In response to this need, a research team led by Dr Ren Kangning, Associate Professor of the Department of Chemistry at HKBU designed a fully automatic, microscope-free AST system. It comprises two main parts: a cell culture zone and a “barcode” cell sensor. The cell culture zone consists of a set of micro-channels filled with fluids that contain cell culture media as well as different concentrations of the antibiotic. The “barcode” cell sensor contains an array of “adaptive linear filters” arranged in parallel that resembles a “barcode” structure. Users can finish the onsite screening within three hours by scanning the “barcode” with a mobile app developed by the researchers, and it will indicate whether any drug-resistant pathogenic bacteria is present in the sample.

Quantity of bacteria represented by bar length

When conducting AST with the system, bacterial samples will be injected into and incubated in the cell culture zone. Bacteria in the test sample inside the micro-channels show different proliferation rates depending on different concentrations of the antibiotic.

After completion of the culture period, the bacterial cells will flow through the “adaptive linear filters”. The cells will not accumulate around the nanopores on the sidewalls of the micro-channels, instead they will be driven down by the fluid and be collected from the end of the micro-channels. The accumulated cells will then form visible vertical bars, the lengths of which are proportional to the quantity of bacteria cells cultured under the different concentrations of the antibiotic.

A cell phone equipped with a macro-lens can then be used to photograph the “barcode” created by the AST. The image will be analysed automatically by the mobile app.

Results consistent with conventional AST

After the culture period, if all the “bars” of the cell sensor have similar lengths, it means the tested antibiotic cannot inhibit the growth of the bacteria, and thus the bacterial sample is resistant to the tested antibiotic. If the length of the “bars” is in general inversely proportional to the concentration of the antibiotic in the micro-channels, it shows that the tested antibiotic is generally effective at prohibiting the growth of the bacteria, and thus the bacteria is not drug-resistant. When two adjacent “bars” show a sharp difference in terms of length, it indicates that the antimicrobial effect of the antibiotic leaps when its concentration reaches a particular level.

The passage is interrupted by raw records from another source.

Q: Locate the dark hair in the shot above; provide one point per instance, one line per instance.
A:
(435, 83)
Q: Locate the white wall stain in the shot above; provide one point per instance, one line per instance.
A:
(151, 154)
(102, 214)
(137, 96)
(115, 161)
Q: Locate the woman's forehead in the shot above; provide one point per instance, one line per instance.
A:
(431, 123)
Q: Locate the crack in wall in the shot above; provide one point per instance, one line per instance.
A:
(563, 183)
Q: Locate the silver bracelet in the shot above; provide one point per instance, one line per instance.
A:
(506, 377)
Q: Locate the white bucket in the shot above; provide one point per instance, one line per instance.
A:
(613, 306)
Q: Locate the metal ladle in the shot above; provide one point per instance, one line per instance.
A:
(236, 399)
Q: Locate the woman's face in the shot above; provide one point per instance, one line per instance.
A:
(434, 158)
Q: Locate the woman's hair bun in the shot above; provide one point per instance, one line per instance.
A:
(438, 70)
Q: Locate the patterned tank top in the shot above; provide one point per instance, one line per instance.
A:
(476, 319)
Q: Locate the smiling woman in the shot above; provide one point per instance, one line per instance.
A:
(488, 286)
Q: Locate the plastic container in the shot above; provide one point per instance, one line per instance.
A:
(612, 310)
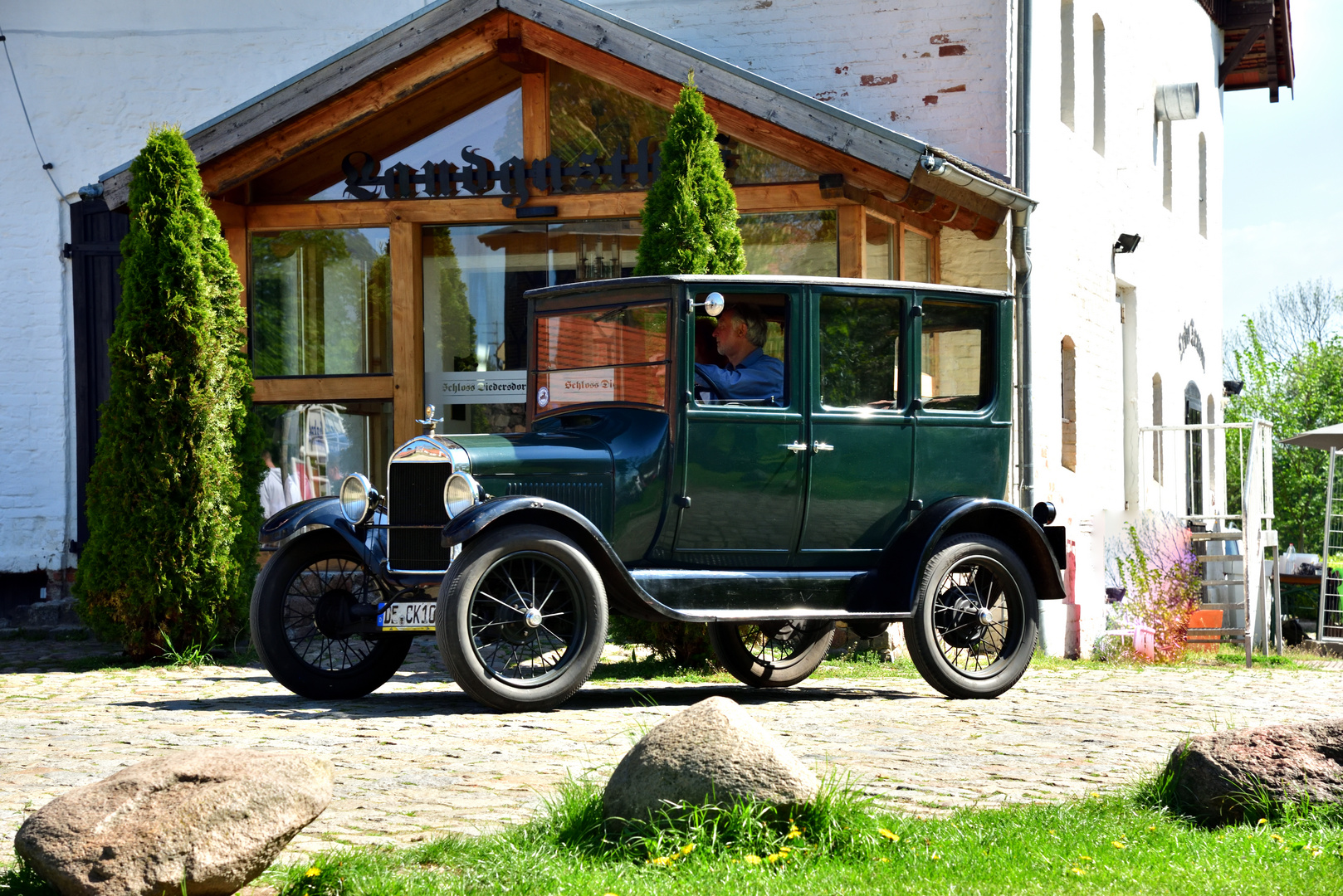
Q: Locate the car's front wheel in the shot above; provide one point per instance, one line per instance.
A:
(301, 611)
(771, 655)
(521, 618)
(974, 626)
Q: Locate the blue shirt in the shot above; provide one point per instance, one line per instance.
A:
(756, 377)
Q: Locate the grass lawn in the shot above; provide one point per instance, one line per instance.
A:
(1104, 844)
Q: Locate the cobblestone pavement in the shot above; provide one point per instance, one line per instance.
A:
(418, 757)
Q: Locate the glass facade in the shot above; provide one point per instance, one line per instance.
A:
(493, 130)
(320, 303)
(804, 243)
(476, 316)
(312, 448)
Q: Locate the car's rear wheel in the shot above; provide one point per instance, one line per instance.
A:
(974, 626)
(300, 611)
(771, 655)
(521, 618)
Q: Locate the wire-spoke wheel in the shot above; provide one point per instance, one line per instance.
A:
(521, 618)
(301, 613)
(771, 655)
(974, 626)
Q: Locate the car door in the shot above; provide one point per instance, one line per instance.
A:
(963, 409)
(860, 433)
(741, 486)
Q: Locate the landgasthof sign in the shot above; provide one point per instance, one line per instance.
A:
(476, 387)
(575, 387)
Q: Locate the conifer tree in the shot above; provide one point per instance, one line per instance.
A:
(172, 497)
(691, 212)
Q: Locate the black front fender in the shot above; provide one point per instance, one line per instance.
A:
(325, 512)
(893, 585)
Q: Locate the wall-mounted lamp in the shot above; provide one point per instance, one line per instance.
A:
(1127, 243)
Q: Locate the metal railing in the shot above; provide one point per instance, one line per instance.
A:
(1227, 497)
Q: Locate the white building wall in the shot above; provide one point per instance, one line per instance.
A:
(1086, 202)
(95, 77)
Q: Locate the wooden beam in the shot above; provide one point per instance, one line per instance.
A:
(308, 128)
(1241, 49)
(536, 113)
(295, 390)
(853, 241)
(408, 329)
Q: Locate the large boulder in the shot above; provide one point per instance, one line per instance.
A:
(1227, 776)
(200, 822)
(711, 752)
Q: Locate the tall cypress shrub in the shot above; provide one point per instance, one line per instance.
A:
(172, 494)
(691, 212)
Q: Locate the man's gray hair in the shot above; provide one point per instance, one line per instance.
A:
(751, 314)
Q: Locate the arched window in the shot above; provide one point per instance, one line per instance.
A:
(1097, 85)
(1193, 451)
(1069, 402)
(1156, 421)
(1202, 187)
(1068, 71)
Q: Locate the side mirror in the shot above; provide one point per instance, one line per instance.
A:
(712, 304)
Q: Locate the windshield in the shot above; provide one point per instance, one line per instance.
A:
(602, 355)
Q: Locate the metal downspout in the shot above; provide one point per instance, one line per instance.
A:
(1021, 254)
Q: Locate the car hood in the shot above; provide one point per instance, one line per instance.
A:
(536, 455)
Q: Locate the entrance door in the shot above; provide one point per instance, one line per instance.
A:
(860, 436)
(745, 455)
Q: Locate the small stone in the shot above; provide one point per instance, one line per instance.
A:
(1219, 777)
(200, 822)
(711, 752)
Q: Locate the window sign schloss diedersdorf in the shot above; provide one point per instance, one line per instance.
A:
(478, 175)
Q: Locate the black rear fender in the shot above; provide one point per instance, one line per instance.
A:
(622, 594)
(892, 585)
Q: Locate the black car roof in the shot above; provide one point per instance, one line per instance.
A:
(636, 282)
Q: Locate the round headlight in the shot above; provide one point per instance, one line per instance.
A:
(358, 499)
(460, 494)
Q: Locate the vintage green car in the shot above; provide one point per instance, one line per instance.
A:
(769, 455)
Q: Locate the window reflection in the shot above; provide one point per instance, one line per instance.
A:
(312, 448)
(803, 243)
(320, 303)
(476, 316)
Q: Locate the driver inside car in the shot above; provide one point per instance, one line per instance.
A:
(750, 373)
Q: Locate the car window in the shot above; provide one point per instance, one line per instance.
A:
(740, 356)
(956, 373)
(860, 353)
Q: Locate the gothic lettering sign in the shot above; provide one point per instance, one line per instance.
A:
(478, 175)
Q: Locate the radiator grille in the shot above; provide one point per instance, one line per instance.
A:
(590, 499)
(415, 497)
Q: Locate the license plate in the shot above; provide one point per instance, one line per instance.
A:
(408, 616)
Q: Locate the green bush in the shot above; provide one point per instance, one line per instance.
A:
(691, 214)
(172, 499)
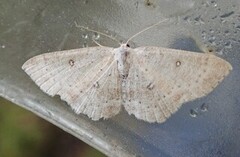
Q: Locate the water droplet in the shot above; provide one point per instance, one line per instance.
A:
(204, 107)
(95, 36)
(85, 36)
(193, 113)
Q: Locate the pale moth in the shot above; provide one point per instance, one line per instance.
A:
(150, 82)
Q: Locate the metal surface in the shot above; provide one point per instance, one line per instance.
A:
(206, 127)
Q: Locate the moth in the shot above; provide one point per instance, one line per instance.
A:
(150, 82)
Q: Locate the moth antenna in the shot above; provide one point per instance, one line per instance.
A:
(79, 26)
(145, 30)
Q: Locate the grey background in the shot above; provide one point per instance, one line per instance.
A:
(32, 27)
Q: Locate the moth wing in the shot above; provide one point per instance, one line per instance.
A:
(87, 79)
(160, 80)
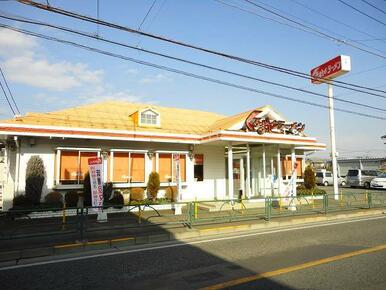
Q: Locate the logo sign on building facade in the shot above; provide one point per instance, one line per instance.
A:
(96, 179)
(331, 69)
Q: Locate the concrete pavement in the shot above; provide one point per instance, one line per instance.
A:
(220, 259)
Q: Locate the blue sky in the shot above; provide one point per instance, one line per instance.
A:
(47, 76)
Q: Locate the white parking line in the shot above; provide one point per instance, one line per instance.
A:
(181, 244)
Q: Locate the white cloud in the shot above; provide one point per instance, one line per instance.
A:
(156, 79)
(29, 68)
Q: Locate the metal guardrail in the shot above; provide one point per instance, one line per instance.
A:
(81, 223)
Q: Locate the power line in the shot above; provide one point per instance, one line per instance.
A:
(195, 47)
(185, 73)
(323, 29)
(375, 7)
(361, 12)
(316, 30)
(147, 14)
(9, 91)
(338, 21)
(45, 24)
(6, 97)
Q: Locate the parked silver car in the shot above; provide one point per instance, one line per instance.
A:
(359, 177)
(379, 181)
(325, 178)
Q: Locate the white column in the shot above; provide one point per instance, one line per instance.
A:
(264, 172)
(248, 190)
(17, 165)
(230, 171)
(242, 176)
(294, 175)
(111, 165)
(272, 181)
(278, 172)
(57, 173)
(332, 137)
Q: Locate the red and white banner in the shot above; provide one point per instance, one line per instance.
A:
(95, 165)
(331, 69)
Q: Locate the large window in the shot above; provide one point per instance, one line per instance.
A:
(167, 168)
(198, 167)
(128, 167)
(74, 165)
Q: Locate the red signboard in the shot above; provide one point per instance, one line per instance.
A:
(331, 69)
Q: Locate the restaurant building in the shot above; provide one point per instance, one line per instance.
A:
(255, 153)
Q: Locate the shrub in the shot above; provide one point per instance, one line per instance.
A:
(301, 190)
(171, 193)
(71, 198)
(35, 173)
(21, 201)
(54, 198)
(153, 185)
(309, 178)
(87, 189)
(137, 194)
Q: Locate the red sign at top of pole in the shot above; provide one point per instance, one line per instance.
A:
(331, 69)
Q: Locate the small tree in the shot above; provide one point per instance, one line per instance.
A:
(309, 178)
(153, 185)
(35, 174)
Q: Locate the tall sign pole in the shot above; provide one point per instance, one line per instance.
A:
(323, 74)
(332, 139)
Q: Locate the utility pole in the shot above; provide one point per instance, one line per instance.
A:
(323, 74)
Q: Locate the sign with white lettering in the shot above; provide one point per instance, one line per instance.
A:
(331, 69)
(96, 179)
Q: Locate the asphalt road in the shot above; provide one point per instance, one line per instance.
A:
(228, 260)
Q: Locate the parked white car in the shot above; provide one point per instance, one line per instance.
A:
(325, 178)
(379, 182)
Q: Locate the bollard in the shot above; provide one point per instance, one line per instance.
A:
(195, 208)
(366, 196)
(64, 216)
(139, 214)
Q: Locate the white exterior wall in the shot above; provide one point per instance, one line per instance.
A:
(214, 184)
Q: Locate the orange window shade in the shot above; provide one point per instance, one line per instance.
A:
(183, 167)
(121, 167)
(137, 167)
(68, 166)
(84, 156)
(165, 167)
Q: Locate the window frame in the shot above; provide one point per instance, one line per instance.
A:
(146, 114)
(59, 150)
(129, 183)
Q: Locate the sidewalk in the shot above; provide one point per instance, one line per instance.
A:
(12, 251)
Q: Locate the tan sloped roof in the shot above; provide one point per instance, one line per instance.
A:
(115, 115)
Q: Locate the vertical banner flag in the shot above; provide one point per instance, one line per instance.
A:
(176, 158)
(96, 180)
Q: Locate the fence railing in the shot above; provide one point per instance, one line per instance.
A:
(79, 224)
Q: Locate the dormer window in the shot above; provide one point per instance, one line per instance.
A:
(149, 117)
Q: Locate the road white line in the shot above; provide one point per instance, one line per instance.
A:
(181, 244)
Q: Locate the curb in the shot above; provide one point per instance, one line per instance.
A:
(15, 256)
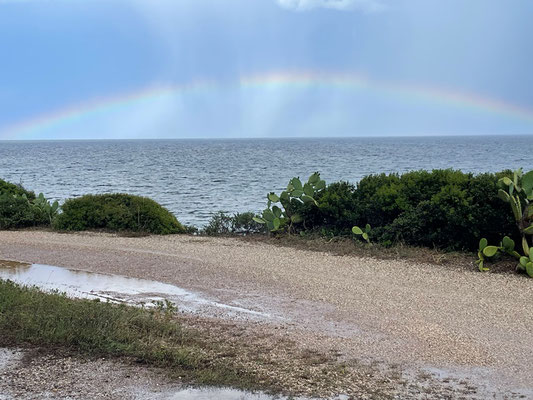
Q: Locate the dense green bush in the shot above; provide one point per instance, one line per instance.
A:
(17, 209)
(239, 223)
(117, 212)
(441, 208)
(18, 190)
(17, 212)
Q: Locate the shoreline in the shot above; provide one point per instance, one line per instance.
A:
(393, 313)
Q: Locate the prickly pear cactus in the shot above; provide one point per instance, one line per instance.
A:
(518, 192)
(276, 218)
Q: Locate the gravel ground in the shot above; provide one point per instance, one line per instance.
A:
(32, 374)
(458, 326)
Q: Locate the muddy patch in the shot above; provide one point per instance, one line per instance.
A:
(120, 289)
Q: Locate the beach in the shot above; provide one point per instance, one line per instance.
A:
(462, 330)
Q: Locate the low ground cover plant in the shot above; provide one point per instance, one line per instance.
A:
(31, 317)
(117, 212)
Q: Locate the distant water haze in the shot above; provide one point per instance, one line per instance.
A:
(196, 178)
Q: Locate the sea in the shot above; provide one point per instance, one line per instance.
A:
(195, 178)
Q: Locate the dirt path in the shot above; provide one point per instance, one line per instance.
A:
(456, 325)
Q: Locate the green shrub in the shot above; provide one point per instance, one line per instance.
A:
(16, 212)
(336, 212)
(240, 223)
(117, 212)
(441, 208)
(18, 190)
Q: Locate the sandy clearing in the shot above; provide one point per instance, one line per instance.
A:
(456, 322)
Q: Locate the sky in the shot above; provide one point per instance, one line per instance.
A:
(114, 69)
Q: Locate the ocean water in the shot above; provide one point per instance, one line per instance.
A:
(195, 178)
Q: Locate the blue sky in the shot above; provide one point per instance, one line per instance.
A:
(79, 55)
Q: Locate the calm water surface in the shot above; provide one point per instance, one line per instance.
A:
(195, 178)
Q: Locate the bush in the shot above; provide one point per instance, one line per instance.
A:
(12, 189)
(117, 213)
(441, 208)
(240, 223)
(336, 212)
(17, 212)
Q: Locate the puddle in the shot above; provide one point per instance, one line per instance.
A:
(232, 394)
(116, 288)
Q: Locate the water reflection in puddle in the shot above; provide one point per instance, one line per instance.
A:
(115, 288)
(232, 394)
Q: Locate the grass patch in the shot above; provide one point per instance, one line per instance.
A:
(52, 320)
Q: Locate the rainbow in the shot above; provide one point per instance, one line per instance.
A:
(284, 80)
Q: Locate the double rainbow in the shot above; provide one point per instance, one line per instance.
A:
(286, 80)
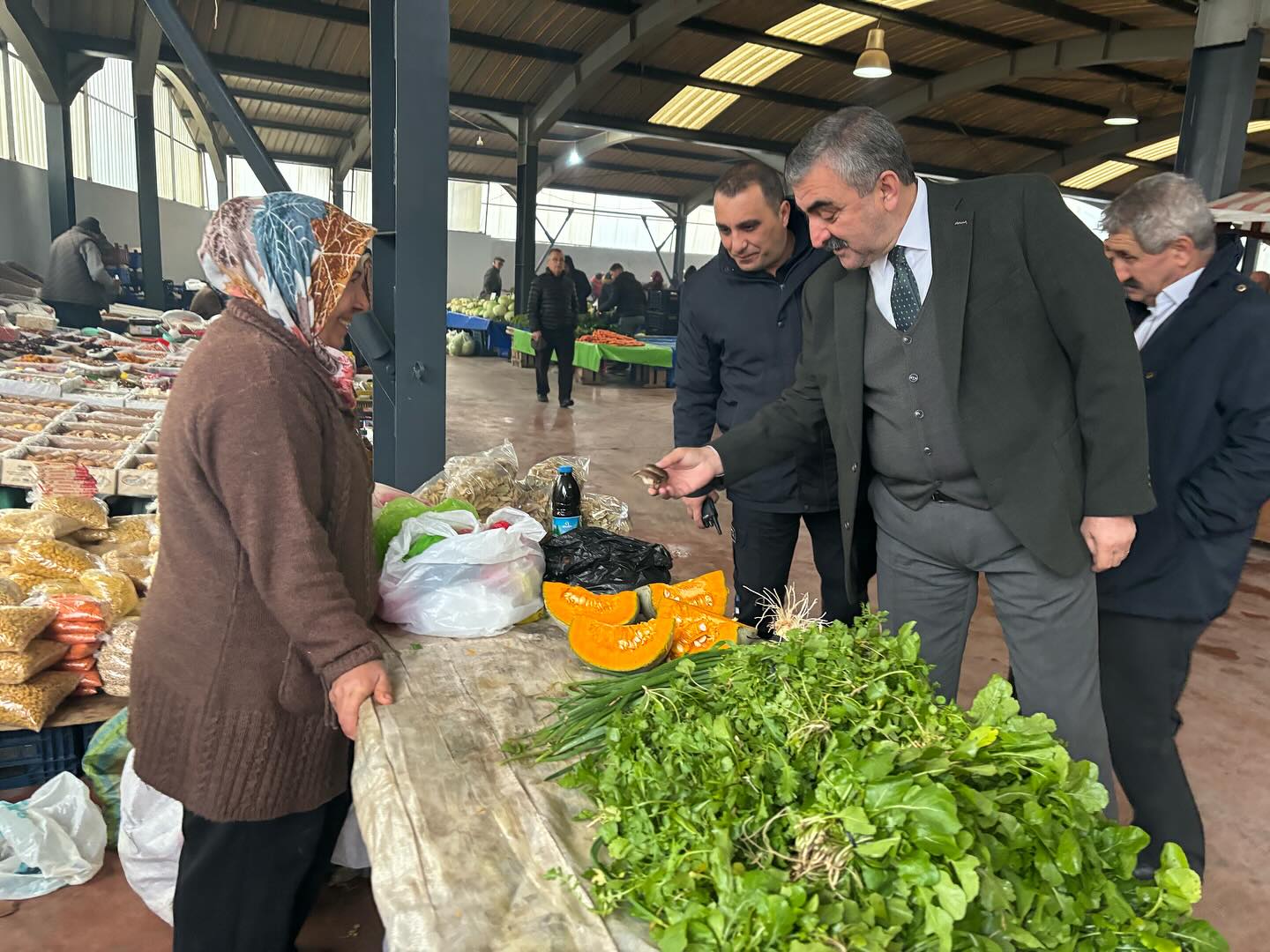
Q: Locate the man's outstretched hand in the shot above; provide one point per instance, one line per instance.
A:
(689, 470)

The research team tested E. coli and S. aureus with the “barcode” cell sensor and the results were consistent with those of the conventional AST. The test can be completed in three hours, which is much faster than the conventional AST. Microfluidic approaches developed by other researchers can also attain comparable speed, but they rely on expensive instruments for analysis in general.

Potential for use in resource-limited regions

“Our ‘barcode’ testing system is a promising new tool in the fight against antimicrobial resistance. We hope that it will benefit the routine screening of drug-resistant bacteria in the food industry, public areas and healthcare facilities as it does not require advanced clinical facilities or professional testing skills,” said Dr Ren.

The “barcode” cell sensor has a low production cost, and it is estimated to be below one US dollar per piece. The research team has filed a patent application for the “barcode” cell sensor. “We plan to develop our invention into a portable AST instrument, and ultimately, we hope it can be used in resource-limited regions,” Dr Ren added.

Apart from researchers from HKBU’s Department of Chemistry, the research team of the “barcode” cell sensor also included scientists from the Department of Computer Science at HKBU and the School of Medicine at Stanford University.